Our obsession with food and the ways to prepare it have given the First Lady a new career, as the Food Czar of the Obama government. Never before has a president's wife spent her time appearing so regularly on television; one would think that politics and television have become symbiotic entities.
Mrs. Obama's 2012 campaign media blitz has already brought her to daytime airwaves ("The Ellen DeGeneres Show"), prime-time reality TV ("The Biggest Loser") and children's programming ("iCarly"). This week, she's hitting up "Good Morning America," "The View," Rachael Ray's cooking show, "LIVE! with Kelly (Ripa)" and Comedy Central's "The Daily Show with Jon Stewart." Out: Let's Move! In: Let's Move ... in front of the TV cameras! - Michelle Obama's Civilian Act is hard to swallow, by Michelle Malkin
While Michelle Malkin is concerned with Ms Obama's uncriticized entry into public life, even though her husband defends her rights to be treated as a private citizen and left alone, I am more concerned with why the attention is being paid to diet when the real threat to our children's health is sexual promiscuity.
With the staggering increase in sexually-transmitted diseases, and the fact that many are viruses that will trouble their hosts for life (unlike 50 years ago, when most STDs were bacterial and could be treated with antibiotics), shouldn't our concern be more with people's sexual behaviour than with their eating habits?
The social climate of today's society does not permit judgment of any sexual behaviours; whereas one's eating habits are fair game for anyone to criticize, even for governments to impose guidelines. Wouldn't Michelle Obama achieve more benefit for our kids if she were to promote abstinence education rather than getting everyone to count transfats? Unfortunately, we have reversed the moral code; we have made our eating habits the stuff of morality, whereas our sexual behaviour, no matter what form, gets a pass.
One author who has written about this astutely is Mary Eberstadt in her most recent book Adam and Eve after the Pill, Paradoxes of the Sexual Revolution.

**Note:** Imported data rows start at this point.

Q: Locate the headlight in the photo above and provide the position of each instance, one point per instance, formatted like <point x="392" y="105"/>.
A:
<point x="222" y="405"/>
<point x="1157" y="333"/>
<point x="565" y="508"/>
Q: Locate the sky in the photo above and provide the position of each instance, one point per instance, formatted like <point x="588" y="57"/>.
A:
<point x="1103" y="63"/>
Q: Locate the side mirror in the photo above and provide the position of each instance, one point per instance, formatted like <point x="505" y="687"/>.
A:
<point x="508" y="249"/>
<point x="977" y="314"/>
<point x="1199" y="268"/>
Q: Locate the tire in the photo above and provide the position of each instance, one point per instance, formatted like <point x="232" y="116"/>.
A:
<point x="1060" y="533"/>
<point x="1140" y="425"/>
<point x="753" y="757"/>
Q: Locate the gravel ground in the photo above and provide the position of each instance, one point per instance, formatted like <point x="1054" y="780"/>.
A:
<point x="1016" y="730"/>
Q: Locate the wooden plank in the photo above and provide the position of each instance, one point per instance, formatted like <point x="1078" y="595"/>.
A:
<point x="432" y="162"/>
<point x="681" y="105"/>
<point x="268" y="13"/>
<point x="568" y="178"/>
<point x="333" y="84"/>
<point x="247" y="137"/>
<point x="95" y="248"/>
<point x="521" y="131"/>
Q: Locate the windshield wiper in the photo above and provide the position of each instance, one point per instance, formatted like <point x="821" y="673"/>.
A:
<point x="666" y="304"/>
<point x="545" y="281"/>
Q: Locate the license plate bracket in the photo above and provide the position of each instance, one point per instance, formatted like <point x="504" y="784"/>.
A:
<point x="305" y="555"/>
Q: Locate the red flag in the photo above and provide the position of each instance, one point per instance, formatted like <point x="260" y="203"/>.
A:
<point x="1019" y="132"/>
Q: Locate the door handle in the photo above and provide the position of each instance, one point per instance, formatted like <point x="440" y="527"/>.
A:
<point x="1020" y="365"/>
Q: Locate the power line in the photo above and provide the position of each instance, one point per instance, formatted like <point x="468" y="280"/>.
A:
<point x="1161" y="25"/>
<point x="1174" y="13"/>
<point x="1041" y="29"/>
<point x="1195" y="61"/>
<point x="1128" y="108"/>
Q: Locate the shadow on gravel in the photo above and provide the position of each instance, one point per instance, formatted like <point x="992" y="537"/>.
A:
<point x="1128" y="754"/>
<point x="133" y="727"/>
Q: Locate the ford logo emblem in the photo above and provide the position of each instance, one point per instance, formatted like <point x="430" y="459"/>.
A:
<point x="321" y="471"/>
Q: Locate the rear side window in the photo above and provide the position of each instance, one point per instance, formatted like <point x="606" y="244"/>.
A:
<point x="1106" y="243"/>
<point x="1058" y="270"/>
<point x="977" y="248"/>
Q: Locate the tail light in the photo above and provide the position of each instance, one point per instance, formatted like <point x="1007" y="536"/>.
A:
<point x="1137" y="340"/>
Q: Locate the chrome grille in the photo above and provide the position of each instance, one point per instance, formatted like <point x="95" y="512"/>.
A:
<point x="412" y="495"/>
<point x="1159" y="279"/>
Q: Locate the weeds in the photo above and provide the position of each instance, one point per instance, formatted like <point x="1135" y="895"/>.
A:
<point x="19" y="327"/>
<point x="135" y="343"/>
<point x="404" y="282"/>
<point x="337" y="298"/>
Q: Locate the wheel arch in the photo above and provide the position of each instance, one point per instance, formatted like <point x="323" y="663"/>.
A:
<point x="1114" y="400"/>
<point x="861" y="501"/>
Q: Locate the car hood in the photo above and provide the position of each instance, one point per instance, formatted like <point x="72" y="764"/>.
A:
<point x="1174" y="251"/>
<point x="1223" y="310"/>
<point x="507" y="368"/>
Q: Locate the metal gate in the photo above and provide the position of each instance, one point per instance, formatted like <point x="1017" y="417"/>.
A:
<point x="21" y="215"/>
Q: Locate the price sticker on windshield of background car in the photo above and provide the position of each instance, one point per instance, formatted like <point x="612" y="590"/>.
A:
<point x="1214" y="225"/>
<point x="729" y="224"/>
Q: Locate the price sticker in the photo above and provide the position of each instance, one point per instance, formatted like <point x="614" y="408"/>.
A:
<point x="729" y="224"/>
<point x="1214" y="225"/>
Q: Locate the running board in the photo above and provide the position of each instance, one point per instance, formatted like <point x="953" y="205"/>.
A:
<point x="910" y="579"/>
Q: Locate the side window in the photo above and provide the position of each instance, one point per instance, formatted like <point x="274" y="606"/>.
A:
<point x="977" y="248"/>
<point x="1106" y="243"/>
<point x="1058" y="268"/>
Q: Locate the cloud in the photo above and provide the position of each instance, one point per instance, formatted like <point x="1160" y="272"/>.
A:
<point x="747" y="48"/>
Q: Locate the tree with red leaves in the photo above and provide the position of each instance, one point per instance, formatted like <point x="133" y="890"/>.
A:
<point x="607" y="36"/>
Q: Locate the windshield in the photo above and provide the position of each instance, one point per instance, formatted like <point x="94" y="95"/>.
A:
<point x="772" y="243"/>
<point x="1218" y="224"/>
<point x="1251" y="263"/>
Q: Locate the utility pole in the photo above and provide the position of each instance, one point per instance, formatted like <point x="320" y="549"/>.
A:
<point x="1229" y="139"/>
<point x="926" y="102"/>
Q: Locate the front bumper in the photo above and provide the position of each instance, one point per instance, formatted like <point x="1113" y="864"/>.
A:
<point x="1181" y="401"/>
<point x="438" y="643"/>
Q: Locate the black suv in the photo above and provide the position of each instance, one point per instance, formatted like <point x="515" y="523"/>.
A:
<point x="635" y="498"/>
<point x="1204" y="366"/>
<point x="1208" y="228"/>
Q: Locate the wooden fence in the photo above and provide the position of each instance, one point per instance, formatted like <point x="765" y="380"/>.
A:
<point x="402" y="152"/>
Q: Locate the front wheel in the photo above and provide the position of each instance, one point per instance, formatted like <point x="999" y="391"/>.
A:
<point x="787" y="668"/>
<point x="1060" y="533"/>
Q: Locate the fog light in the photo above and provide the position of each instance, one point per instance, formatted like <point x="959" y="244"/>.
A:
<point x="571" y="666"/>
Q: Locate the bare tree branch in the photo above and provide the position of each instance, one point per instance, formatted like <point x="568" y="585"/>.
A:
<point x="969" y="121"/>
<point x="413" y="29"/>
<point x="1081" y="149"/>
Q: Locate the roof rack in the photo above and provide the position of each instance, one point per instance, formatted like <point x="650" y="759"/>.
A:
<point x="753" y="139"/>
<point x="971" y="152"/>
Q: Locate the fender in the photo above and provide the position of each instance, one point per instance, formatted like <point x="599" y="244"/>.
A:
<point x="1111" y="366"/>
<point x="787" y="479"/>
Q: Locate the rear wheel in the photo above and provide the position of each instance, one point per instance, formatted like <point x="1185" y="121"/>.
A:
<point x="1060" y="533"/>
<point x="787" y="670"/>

In chapter 6, titled The Transvaluation of Values, Is Food the New Sex?, Eberstadt asks; how did this reversal of values come about? It seems that we have reversed the values around food and sex, making what we eat a moral issue and how we engage in sex a matter of personal taste. In Eberstadt's words "mindful eating and mindless sex".
She juxtaposes a 30-year-old housewife Betty in 1958 against her granddaughter Jennifer in 2012. Betty prepares a dinner with a piece of meat, some servings of vegetables from cans, and perhaps a fresh potato. The table is set and the family comes to dine. Jennifer, on the other hand, has a dinner of cooked tofu and fresh salad; she usually eats alone and the only accompaniment on her table is her laptop. When it comes to sexual morality, Betty thinks that sex outside of marriiage is not correct, in fact she considers it wrong, whereas Jennifer will disapprove of infidelity in marriage but on all other sexual matters, she refrains from judgment. It is simply not her concern.
Jennifer is genuinely certain that her opinions about food are not only nutritionally correct, but also, in some deep meaningful sense, morally correct - i.e. she feels that others ought to do soemthing like what she does. And Betty, on the other hand, feels exactly the same way about what she calls sexual morality... Betty's Kantian imperative concerns sex not food, and Jennifer's concerns food not sex. In just over sixty years, in other words - not for everyone, of course, but for a great many people, and for an especially large portion of sophisticated people - the moral poles of sex and food have been reversed. Betty thinks food is a matter of taste, whereas sex is governed by universal moral law of some kind; and Jennifer thinks exactly the reverse.
At this point, the impatient reader will interject that something else is driving the increasing attention to food in our days, namely, the fact that we have learned much more than humans used to know about the importance of a proper diet to health and longevity... One reason that people today are so much more discriminating about food is that decades of recent research have taught us that diet has more potent effects than Betty and her friends understood, and can be bad for you or good for you in ways not enumerated before.
All that is true, but then the question is thIs: Why aren't more people doing the same with sex?
Today, however, two generations of social science replete with studies, surveys, and regression analyses galore stand between the Moynihan Report and what we know now, and the overall weight of its findings is clear. The question raised by this record is not why some people changed their habits and ideas when faced with compelling new facts about food and health; it is rather why more people have not done the same about sex.
In the end, it is hard to avoid the conclusion that the rules being drawn around food receive some force from the fact that people are uncomfortable with how far the sexual revolution has gone- and not knowing what to do about it, they turn for increasing consolation to mining morality out of what they eat.